Reisman David, Takahashi Paula, Polson Amanda, Boggs Kristy
Department of Biological Sciences, University of South Carolina, Columbia, SC 29208, USA.
Biochem Res Int. 2012;2012:808934. doi: 10.1155/2012/808934. Epub 2012 Jul 11.

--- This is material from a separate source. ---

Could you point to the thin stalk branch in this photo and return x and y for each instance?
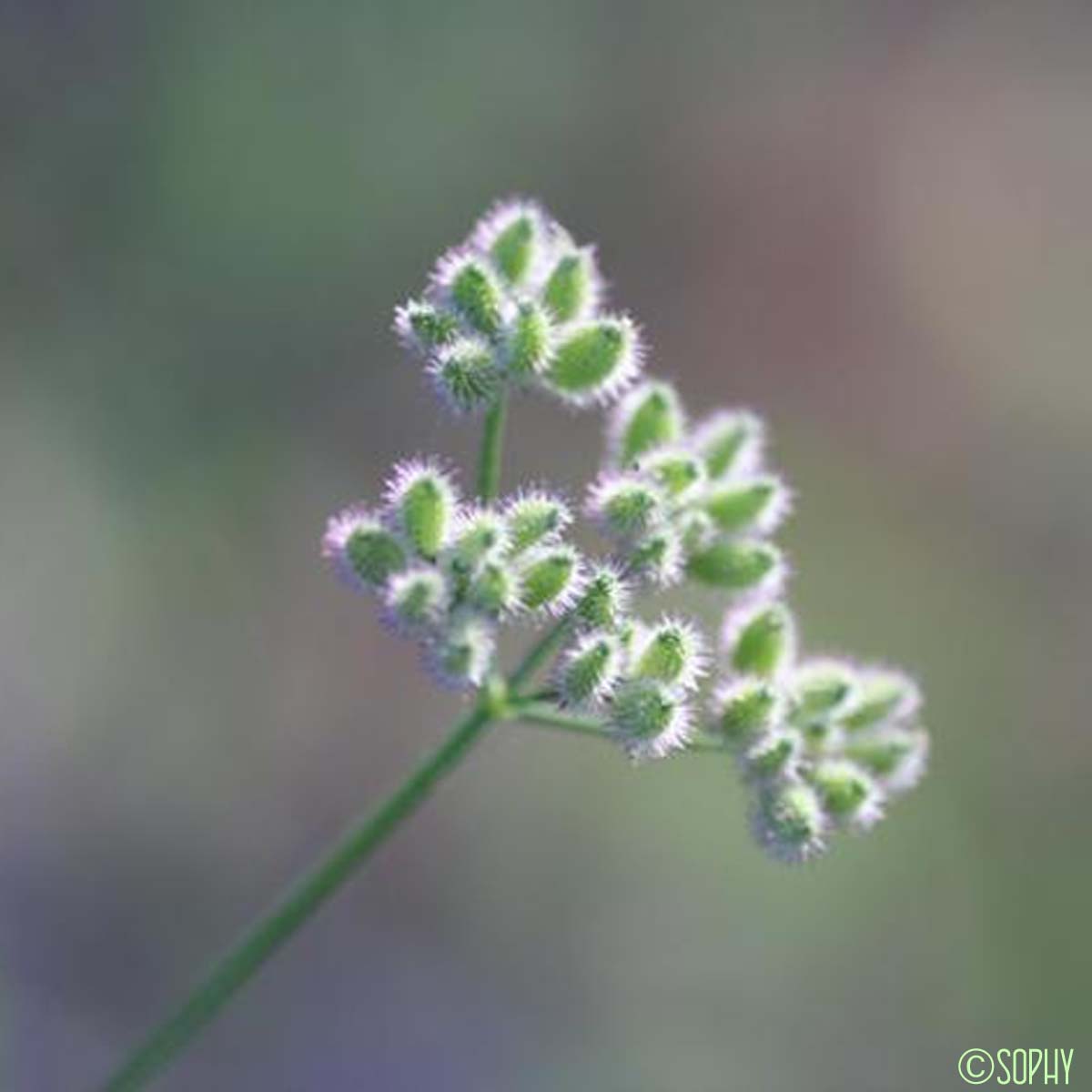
(539, 654)
(491, 450)
(273, 929)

The p53 tumor suppressor induces the transcription of genes that negatively regulate progression of the cell cycle in response to DNA damage or other cellular stressors and thus participates in maintaining genome stability. Numerous studies have demonstrated that p53 transcription is activated before or during early S-phase in cells progressing from G(0)/G(1) into S-phase through the combined action of two DNA-binding factors RBP-Jκ and C/EBPβ-2. Here, we review evidence that this induction occurs to provide available p53 mRNA in order to prepare the cell for DNA damage in S-phase, this ensuring a rapid response to DNA damage before exiting this stage of the cell cycle.
p53肿瘤抑制因子可诱导基因转录,这些基因会对DNA损伤或其他细胞应激源做出反应,负向调节细胞周期进程,从而参与维持基因组稳定性。大量研究表明,在细胞从G(0)/G(1)期进入S期的过程中,通过两种DNA结合因子RBP-Jκ和C/EBPβ-2的联合作用,p53转录在S期早期之前或期间被激活。在此,我们综述相关证据,即这种诱导作用的发生是为了提供可用的p53 mRNA,以便细胞为S期的DNA损伤做好准备,从而确保在退出细胞周期的这一阶段之前对DNA损伤做出快速反应。